Ce ci déploie une esthétique du dépouillement : paysages en demi-teinte (monts nuageux, herbes fanées) et gestes intimes (sachet défait) portent l'émotion à son comble. La structure épouse le mouvement d'un regard – de l'horizon lointain aux larmes sur la manche – pour aboutir à l'effacement final (ville/soir). Chef-d'œuvre de l'école « délicate et retenue » (婉约), il transcende le thème amoureux par une méditation sur l'impermanence.

Spécificités stylistiques

  1. Picturalité poétique : Les « monts estompés » et « corbeaux transis » relèvent de la technique du shanshui (peinture de paysage).
  2. Allusions savantes : La référence à Du Mu et aux îles Penglai enrichit le texte d'une profondeur historique.
  3. Économie expressive : Le non-dit (adieux sans paroles) et les symboles (crépuscule = fin d'une ère) priment.
  4. Architecture circulaire : Le poème s'ouvre et se clôt sur des images de déclin (herbes fanées → lanternes du soir).

Éclairages

Ce poème transforme l'échec personnel en objet de beauté. Il rappelle que les séparations (amoureuses, professionnelles) peuvent devenir des creusets de création. La mélancolie, ici, n'est pas stérile : par le travail du langage, elle accède à une forme de transcendance.

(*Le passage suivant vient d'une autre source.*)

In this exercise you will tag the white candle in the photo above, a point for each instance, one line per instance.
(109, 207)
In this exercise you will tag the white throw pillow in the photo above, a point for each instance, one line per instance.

Une leçon pour notre époque, où l'expression artistique reste un antidote à la désillusion.

Traducteur de poésie

Xu Yuanchong(许渊冲)

À propos du poète

Qin Guan

Qin Guan (秦观), 1049 - 1100 après J.-C., était originaire de Gaoyou, dans la province du Jiangsu. Qin Guan a eu une vie difficile et a écrit des poèmes anciens et lourds, profondément touchants en référence à sa vie. Su Shi appréciait le talent de Qin Guan et le louait comme ayant le même talent que Qu Yuan.